Inability to retrieve data set when sorted on multivalued date field

We have a data set of 40M+ records in one of the indices in Elasticsearch v6.8.18. Data is added/updated/removed daily at a given time (no ad-hoc changes happen during the day).

In the application which uses ES we have a possibility to sort data set via multivalued date field (aka timestamp) which is defined like this:

{
    "properties": {
        "ourFancyDateField": {
            "type": "date",
            "format": "yyyy-MM-dd"
        }
    }
}

The sort part of the query we do in the application looks like the following:

{
    "sort": [
        {
            "parent.child.ourFancyDateField": {
                "order": "desc",
                "mode": "max"
            }
        },
        // here goes document id sort (tie breaker)
        // ...
    ]
}

All the data in the given field is valid. Multiple records could have the same date in this array.

Now comes the interesting part.

We try to paginate over the data set (let's say 100k records matched), and we use "search after" approach. After paginating around 70-80k records, we start getting empty hits.
We can even write a query to limit date to only one value and the issue is still reproducible.

Same issue happens with regular scroll approach.

For some other queries, we can fetch data fully. Also, if we sort on any other field, we get everything back.

Even more interesting that after reindexing with completely the same mapping issue goes away for one set of queries but arises for others.
Also, the issue is not dependent on number of replicas, as on our dev environment we have set it to zero.
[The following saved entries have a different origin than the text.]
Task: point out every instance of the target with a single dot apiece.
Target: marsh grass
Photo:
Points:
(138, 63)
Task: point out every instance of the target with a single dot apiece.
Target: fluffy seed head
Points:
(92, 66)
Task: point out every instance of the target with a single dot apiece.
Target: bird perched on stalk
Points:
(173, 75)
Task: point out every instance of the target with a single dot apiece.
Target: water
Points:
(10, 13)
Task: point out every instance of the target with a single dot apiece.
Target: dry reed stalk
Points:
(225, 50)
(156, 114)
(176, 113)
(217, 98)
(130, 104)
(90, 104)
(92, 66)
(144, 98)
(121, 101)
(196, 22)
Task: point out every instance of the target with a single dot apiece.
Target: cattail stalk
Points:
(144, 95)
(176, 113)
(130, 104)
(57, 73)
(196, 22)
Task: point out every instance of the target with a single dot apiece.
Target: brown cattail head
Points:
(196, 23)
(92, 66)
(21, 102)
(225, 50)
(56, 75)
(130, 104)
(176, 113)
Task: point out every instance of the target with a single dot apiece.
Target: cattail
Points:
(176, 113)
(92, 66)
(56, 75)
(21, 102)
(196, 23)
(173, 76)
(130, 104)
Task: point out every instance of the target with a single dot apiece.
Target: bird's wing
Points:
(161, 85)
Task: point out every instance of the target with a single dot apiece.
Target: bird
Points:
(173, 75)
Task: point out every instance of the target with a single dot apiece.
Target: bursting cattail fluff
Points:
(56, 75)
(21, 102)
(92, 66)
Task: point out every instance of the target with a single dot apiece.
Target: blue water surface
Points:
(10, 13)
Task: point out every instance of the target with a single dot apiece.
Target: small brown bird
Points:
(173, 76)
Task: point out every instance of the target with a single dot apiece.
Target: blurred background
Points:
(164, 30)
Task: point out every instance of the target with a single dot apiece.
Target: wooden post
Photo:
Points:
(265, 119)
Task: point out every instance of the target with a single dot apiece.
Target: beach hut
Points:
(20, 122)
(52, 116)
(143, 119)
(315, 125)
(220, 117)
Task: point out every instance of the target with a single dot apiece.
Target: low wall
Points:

Moreover, I tried to reproduce this issue when taking a subset of affected data and reindexing it to the smaller index, but then it is not reproducible any more.

I suppose it can be somehow related to the fact ES transforms dates internally to timestamps and maybe struggling to sort by it with "max" mode.

Could you suggest me anything?

This topic was automatically closed 28 days after the last reply. New replies are no longer allowed.